Induced neural stem cells modulate microglia activation states via CXCL12/CXCR4 signaling

- INSCs affect microglia activation and the acquisition of neuroprotective phenotypes.
- INSCs modulate microglia phenotypes via CXCL12/CXCR4 signaling.
- INSCs promote neurological functional recovery in CHI mice.
- INSCs reduce cerebral edema and cell death in CHI mice.
- INSCs influence neuronal survival and reactive astrogliosis in CHI mice.

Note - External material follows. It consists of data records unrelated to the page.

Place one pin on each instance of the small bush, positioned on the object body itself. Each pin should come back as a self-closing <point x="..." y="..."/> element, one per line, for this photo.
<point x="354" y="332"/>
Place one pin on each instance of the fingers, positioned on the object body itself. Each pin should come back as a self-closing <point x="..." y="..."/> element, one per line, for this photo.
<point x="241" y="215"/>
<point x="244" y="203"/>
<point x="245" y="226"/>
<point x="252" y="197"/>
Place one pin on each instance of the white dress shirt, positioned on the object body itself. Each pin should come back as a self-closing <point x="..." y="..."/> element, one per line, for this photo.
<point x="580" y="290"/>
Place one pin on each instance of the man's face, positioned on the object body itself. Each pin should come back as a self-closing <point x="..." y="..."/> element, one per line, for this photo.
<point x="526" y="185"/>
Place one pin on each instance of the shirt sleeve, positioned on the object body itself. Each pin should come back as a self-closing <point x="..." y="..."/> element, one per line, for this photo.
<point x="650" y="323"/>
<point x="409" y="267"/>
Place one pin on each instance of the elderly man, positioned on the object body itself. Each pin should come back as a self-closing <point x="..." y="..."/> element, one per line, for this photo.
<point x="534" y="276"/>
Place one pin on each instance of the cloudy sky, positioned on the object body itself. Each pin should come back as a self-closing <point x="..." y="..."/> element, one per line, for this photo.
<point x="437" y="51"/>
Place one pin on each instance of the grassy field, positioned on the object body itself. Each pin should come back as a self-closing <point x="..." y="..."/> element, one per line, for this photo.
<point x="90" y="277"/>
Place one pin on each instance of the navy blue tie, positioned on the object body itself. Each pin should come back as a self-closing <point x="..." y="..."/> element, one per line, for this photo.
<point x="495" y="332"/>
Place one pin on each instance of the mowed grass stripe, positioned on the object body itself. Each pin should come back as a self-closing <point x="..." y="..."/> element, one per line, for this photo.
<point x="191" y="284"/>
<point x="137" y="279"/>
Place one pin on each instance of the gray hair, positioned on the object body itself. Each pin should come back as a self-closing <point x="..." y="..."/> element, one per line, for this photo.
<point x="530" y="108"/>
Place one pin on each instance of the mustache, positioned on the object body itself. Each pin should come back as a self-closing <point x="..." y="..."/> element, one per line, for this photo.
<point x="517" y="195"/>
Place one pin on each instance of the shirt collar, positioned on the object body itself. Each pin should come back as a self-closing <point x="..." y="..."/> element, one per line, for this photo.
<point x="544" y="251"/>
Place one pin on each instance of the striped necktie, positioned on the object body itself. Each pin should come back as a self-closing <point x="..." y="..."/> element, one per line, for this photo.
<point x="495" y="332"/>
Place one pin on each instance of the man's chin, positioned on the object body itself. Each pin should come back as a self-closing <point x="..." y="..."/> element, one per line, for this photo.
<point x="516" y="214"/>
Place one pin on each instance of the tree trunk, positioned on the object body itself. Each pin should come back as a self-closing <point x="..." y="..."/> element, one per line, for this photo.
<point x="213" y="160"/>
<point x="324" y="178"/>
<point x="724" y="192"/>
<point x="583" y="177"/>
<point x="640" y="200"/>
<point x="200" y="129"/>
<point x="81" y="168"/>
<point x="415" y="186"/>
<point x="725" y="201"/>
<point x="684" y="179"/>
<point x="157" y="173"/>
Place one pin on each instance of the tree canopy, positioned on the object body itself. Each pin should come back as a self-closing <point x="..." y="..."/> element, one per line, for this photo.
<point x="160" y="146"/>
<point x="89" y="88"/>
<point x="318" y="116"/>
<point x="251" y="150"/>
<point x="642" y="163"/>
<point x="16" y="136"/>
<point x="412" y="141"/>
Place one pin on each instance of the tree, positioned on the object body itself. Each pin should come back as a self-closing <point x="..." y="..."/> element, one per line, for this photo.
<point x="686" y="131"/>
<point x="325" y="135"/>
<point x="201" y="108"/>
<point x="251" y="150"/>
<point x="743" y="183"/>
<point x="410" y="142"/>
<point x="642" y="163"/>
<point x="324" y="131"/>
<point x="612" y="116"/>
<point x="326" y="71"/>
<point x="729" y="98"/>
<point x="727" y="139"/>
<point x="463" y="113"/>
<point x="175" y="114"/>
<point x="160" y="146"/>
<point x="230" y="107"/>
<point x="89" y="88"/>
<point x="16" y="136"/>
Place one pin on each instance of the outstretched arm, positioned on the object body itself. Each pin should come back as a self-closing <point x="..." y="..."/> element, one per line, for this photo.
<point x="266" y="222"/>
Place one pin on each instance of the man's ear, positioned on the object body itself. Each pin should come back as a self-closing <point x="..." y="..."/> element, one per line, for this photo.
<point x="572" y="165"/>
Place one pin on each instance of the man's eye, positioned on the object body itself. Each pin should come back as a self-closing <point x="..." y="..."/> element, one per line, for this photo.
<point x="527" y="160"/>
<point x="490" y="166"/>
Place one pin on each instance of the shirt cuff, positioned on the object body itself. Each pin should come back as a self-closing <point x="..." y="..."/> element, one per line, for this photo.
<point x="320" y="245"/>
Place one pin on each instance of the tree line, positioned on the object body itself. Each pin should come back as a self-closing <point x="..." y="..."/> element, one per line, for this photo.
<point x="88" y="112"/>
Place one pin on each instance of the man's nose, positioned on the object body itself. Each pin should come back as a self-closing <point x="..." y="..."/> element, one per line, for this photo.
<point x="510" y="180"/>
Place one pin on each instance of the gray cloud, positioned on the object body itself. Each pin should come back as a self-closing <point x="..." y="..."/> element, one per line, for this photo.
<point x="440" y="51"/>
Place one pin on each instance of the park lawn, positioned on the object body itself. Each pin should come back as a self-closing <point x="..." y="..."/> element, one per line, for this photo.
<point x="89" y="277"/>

We previously reported that induced neural stem cells (iNSCs) directly reprogrammed from mouse embryonic fibroblasts can expand and differentiate into neurons, astrocytes and oligodendrocytes. Whether iNSCs have immunoregulatory properties in addition to facilitating cell replacement remains uncertain. In this study, we aimed to characterize the immunomodulatory effects of iNSCs on the activation states of microglia and to elucidate the mechanisms underlying these effects. Using a mouse model of closed head injury (CHI), we observed that iNSC grafts decreased the levels of ED1+/Iba1+ and TNF-α+/Iba1+ microglia but increased the levels of IGF1+/Iba1+ microglia in the injured cortex. Subsequently, using a Transwell co-culture system, we discovered that iNSCs could modulate LPS-pretreated microglia phenotypes in vitro via CXCL12/CXCR4 signaling, which we demonstrated through the administration of the CXCR4 antagonist AMD3100 and CXCR4-specific siRNA treatment. An in vivo loss-of-function study also revealed that iNSC grafts regulated the behavior of resident microglia via CXCL12/CXCR4 signaling, influencing their activation state such that they promoted neurological functional recovery and neuron survival. Furthermore, the beneficial effects of iNSC transplantation were significantly diminished by CXCR4 knockdown. In short, iNSCs have the potential to influence microglia activation and the acquisition of neuroprotective phenotypes via CXCL12/CXCR4 signaling.